On Capitol Hill, the initial fervor for tough new legislation is giving way to a more measured response to Clinton’s failure to move the facility by May 31, as the law requires.
This week Sen. Jon Kyl (R-Ariz.), who warned of strong legislation in response to a waiver, circulated a letter urging the president to at least acknowledge the intent of the original legislation.
That last-ditch effort to find a compromise formula is being backed by AIPAC, which spurred passage of the original 1995 law. This week AIPAC officials expressed disappointment at the waiver, but behind the scenes, the group is trying to avert a bloody showdown.
Jerusalem is the ultimate symbol in a region where symbols can mean the difference between war and peace. In fact, every U.S. policy option is filled with risk and uncertainty.
“The debate comes down to two basic alternatives: proceed with the move or wait,” said David Harris, executive director of the American Jewish Committee. “But each has implications that are hard to project into the future; each could touch off the law of unintended consequences.”
Pro-Oslo forces say any effort to change policy on Jerusalem would be seen as a U.S. tilt on an issue all sides agreed would be resolved as part of the final-status talks.
The U.S., in its role as Mideast mediator, wants to maintain “the maximum of maneuverability during this period,” said Robert O. Freedman, president of Baltimore Hebrew University and a leading peace process supporter, “This is Diplomacy 101.”
Freedman expressed skepticism about move-it-now advocates who claim they are simply trying to correct a longstanding diplomatic injustice.
“This is being done to embarrass the president and to embarrass Barak,” he said. “Let Barak form his government, and let him develop his policy for finishing Wye and starting the final-status talks. Then we can talk about the embassy.”
Jewish groups are jumping on the Jerusalem bandwagon, he said, because “everybody is afraid of being seen as unholy on Jerusalem. It’s not helpful.”
Some Jewish organizations have resisted. Last week the Reform movement weighed in with a statement saying the decision not to move the embassy now is “understandable.”
But opponents of the waiver say there will never be an easy time to make the embassy move, and they point to recent Palestinian actions — including their resurrection of the original UN partition plan — as evidence that Arafat is trying to end-run the final-status talks about Jerusalem’s future.
Douglas Feith, a key figure behind the current embassy push, rejected charges that supporters are using the embassy issue simply to erect another obstacle along the potholed Oslo highway. He said that his efforts are based both on Mideast and constitutional considerations.

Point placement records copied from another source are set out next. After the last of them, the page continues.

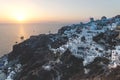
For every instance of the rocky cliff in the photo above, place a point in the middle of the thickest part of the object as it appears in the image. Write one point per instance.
(85, 51)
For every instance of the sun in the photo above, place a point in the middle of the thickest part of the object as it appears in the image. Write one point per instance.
(20, 17)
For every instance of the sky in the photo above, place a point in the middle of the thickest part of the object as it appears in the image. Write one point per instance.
(56, 10)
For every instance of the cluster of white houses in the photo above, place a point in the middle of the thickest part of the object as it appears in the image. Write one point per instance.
(83, 45)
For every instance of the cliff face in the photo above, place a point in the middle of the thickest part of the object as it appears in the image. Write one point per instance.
(76, 52)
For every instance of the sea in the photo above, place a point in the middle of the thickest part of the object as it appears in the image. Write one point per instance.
(10, 34)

“This debate taps into the root issue of the conflict — Israel’s right to exist,” said Feith, a Reagan administration national security official. “The people who are attacking Israel’s rights in Jerusalem are doing so as a means of attacking Israel’s right to statehood; it’s part of an overall effort to delegitimize Israel.”
The U.S. failure to officially recognize Israel’s capital, he said, boosts that effort.
Feith insisted that moving the embassy now would actually help the peace process by showing the Palestinians that “no one can divide the U.S. from Israel on the Jerusalem issue. As it is, what the administration is doing is an invitation for destructive behavior by the Palestinians.”
Sen. Daniel Patrick Moynihan (D-N.Y.), in a letter to Clinton this week, criticized America’s “anomalous policy on the question of Jerusalem” and urged the president to implement the move.
Oslo supporters disagree. They point out that both Likud and Labor governments in Israel have shown little interest in pressing the matter — although this week Israeli ambassador Zalman Shoval expressed disappointment over the decision.